A suo figlio, se ne ha, parla con lo stesso linguaggio? e a sua moglie? a sua madre? a suo padre? Invitato a casa di amici, se ne ha? parla così? se per caso fosse a casa a mia e parlasse così le chiederei di uscire e non farsi vedere più. Chi spaccia scurrilità per libertà di cultura e linguaggio e un non essere pensante, ha la stessa consistenza dei rumori corporali.
la mia impostazione “culturale” invece mi permette di spostarmi serenamente dalle paludi mefitiche e solforose del turpiloquio ai meravigliosi campi verdi di cavilli da accademici della crusca, scialando con un cazzo come con un corbezzolo. Mi diverto da matti ad esprimermi come mi pare con i colori che più mi divertono in quel momento. Mi spiace per lei!
Io odio il politicamente corretto, il perbenista e soprattutto il buonista, ma non sopporto il linguaggio sguaiato che usa termini come c….o ogni 2 per 3, indica semplicemtente unas povertà culturale e lessicale.
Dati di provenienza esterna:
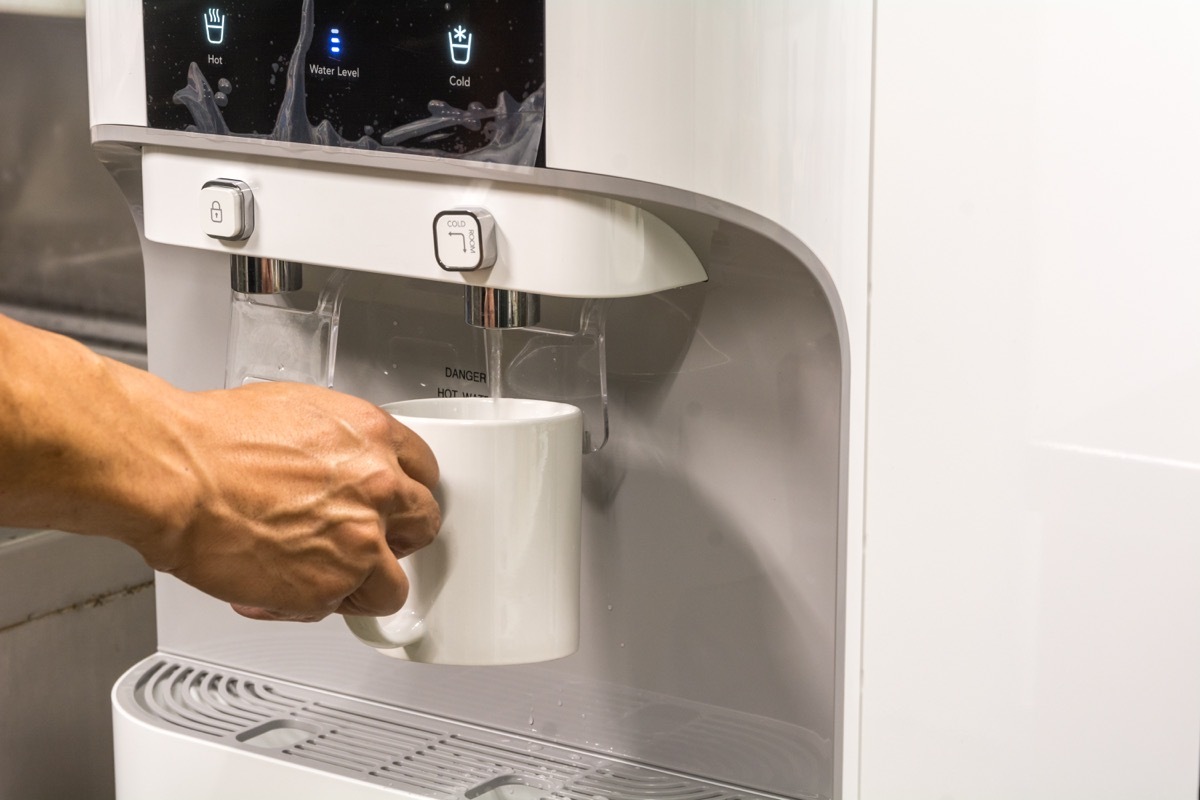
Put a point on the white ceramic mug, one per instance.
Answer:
(501, 583)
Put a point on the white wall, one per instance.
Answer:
(49, 7)
(1032, 593)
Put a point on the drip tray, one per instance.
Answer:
(387, 746)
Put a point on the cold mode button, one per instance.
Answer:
(465, 240)
(227, 209)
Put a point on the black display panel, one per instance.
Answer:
(449, 78)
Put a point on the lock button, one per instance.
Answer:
(227, 210)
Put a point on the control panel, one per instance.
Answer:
(460, 78)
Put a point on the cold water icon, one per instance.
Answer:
(214, 25)
(460, 44)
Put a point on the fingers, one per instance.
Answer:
(383, 593)
(414, 521)
(414, 456)
(267, 615)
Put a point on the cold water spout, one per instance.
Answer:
(253, 275)
(489, 307)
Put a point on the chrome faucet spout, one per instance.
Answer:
(489, 307)
(253, 275)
Andate a scuola per reimparare, e per avere qualcosa da dire. Perchè l’unica cosa di cui è ricco il suo articolo, chiamiamolo così, è la scurrilità, il resto è uno ZERO
Caro Alberto,
felice di farti schifo!
E felice che tu abbia potuto sentire una voce fuori dal coro, nei toni e nei contenuti.
Cordialmente,
l’autore del primo articolo
(che poi è un mio post su FB ripreso, chiamarlo “articolo” mi pare quantomeno fuori luogo)
ps: del buon gusto del politically correct e del falso perbenismo imperante, soprattutto quando si parla di lavoro, denaro e anche vite, sinceramente ne faccio a meno
di nuovo
Gente che usa il linguaggio del primo articolo, mi fa schifo. E’ rivoltante dare spazio a mentecatti simili. Il buon gusto e l’educazione sapete ancora cosa sia?